De volgende tabel bevat de bindingsconfiguratie-eigenschappen die beschikbaar zijn in het function.json-bestand en het kenmerk/de SendGrid aantekening.

eigenschap function.json Description
type Moet worden ingesteld op sendGrid.
direction Moet worden ingesteld op out.
name De naam van de variabele die wordt gebruikt in functiecode voor de aanvraag- of aanvraagbody. Deze waarde is $return wanneer er slechts één retourwaarde is.
apiKey De naam van een app-instelling die uw API-sleutel bevat. Als dit niet is ingesteld, is de standaardnaam van de app-instelling AzureWebJobsSendGridApiKey.
to (Optioneel) Het e-mailadres van de geadresseerde.
from (Optioneel) Het e-mailadres van de afzender.
subject (Optioneel) Het onderwerp van het e-mailbericht.
text (Optioneel) De e-mailinhoud.

Optionele eigenschappen hebben mogelijk standaardwaarden gedefinieerd in de binding en kunnen programmatisch worden toegevoegd of overschreven.

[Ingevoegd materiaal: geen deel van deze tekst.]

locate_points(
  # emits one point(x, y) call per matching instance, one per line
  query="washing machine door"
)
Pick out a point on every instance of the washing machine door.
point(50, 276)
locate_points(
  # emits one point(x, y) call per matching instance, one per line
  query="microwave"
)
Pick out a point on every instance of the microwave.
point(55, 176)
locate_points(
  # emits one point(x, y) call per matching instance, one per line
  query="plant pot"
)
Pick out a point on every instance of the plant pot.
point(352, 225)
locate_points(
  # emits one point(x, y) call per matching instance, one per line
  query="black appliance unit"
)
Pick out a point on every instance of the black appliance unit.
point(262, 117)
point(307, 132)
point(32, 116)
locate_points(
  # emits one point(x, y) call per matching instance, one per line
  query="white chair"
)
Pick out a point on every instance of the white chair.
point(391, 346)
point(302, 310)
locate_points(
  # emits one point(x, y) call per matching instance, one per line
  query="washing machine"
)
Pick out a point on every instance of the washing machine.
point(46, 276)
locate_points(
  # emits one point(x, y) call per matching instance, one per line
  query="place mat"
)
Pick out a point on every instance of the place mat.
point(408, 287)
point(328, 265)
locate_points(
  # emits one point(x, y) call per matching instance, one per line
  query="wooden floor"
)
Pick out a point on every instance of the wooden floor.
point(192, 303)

Wanneer u lokaal ontwikkelt, voegt u uw toepassingsinstellingen toe aan het local.settings.json-bestand in de Values verzameling.

host.json-instellingen

In deze sectie worden de configuratie-instellingen beschreven die beschikbaar zijn voor deze binding in versie 2.x en hoger. Instellingen in het bestand host.json zijn van toepassing op alle functies in een exemplaar van een functie-app. Zie host.json naslaginformatie voor Azure Functions voor meer informatie over configuratie-instellingen voor functie-apps.

{
    "version": "2.0",
    "extensions": {
        "sendGrid": {
            "from": "Azure Functions <samples@functions.com>"
        }
    }
}
Property Default Description
from n/a Het e-mailadres van de afzender in alle functies.